The Now Is the Time exhibition takes visitors on a journey structured around three moments: the Future, the Present, and the Timeless.

THE FUTURE

The Data - 4D Diagrams

Created by the designers Clemens Weisshaar & Reed Kram the 4D Diagrams illustrate the five global changes that motivated this exhibition and which the Magnum photographers took on as their core investigative mission.

Based on BCG’s research and analytical work these 4D Diagrams represent key forces that will shape the future and reveal the unseen beauty hidden in data sets, research indicators, and consulting tools. Each of these diagrams can be read on multiple levels, with an infinite variety of optimism or pessimism and can lead to wildly differing results depending on how we collectively react to them.

THE PRESENT

Videos of Photographers in Action

The exhibition curator Martin Parr selected five Magnum photographers to visit ten cities worldwide representing these global changes in the coming years: Alessandra Sanguinetti went to Bogota and Silicon Valley, Alex Majoli to Lagos, Abu Dhabi and Doha, Jonas Bendiksen to Istanbul and Stockholm, Olivia Arthur to Mumbai and Shanghai, and Gueorgui Pinkhassov to Jakarta and Seoul.

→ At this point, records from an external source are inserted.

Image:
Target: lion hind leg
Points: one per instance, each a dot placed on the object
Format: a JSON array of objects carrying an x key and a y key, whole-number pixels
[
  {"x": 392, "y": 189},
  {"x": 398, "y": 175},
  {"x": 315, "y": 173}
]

In the videos the photographers can be seen at work through their own eyes investigating each of the five global societal changes illustrated in the 4D Diagrams. Shot from their cameras at the same time they were taking photographs in the field, the videos show the photographers searching for individual moments exemplifying the personal, human impact of these enormous social changes.

Investigative Workbooks

The “raw” figures behind the five massive global changes and “raw” photographic reality witnessed by the photographers in the field as these changes play out on the ground are each in their own way unassailable and honest. However, the connections between them are not always immediately understood.

These books reveal the working process of the photographers and designers, making connections between BCG’s expert analysis and the complicated reality observed in the 10 cities the photographers visited. The oversized photographic workbooks allow the visitor to physically browse through the complete collection of images from each photographer and to dive into the investigative process.

THE TIMELESS

Photographic Works

The contemplative stage of the exhibition shows the final selection of photographic works as framed artworks. Each of the images captured by the five Magnum photographers in 10 cities around the world is the result of an investigative process, exploring and experiencing the five massive global changes identified by BCG’s experts to have an enormous impact on global society over the next 20 years.

The way we look at our problems and opportunities at a point in time goes a long way to defining who we are at that moment. The ground-breaking photographer and Magnum co-founder Henri Cartier-Bresson once wrote, “To take photographs means... putting one’s head, one’s eye and one’s heart on the same axis.” These quiet, still works are intended for contemplation and place our current moment in time within the timeless continuum of framed artwork documenting historic moments.

This exhibition presents a visceral, experiential snapshot of a world at a tipping point requiring new visions for dealing with the high level extraordinary conditions we are facing and their very real, human impact on the ground.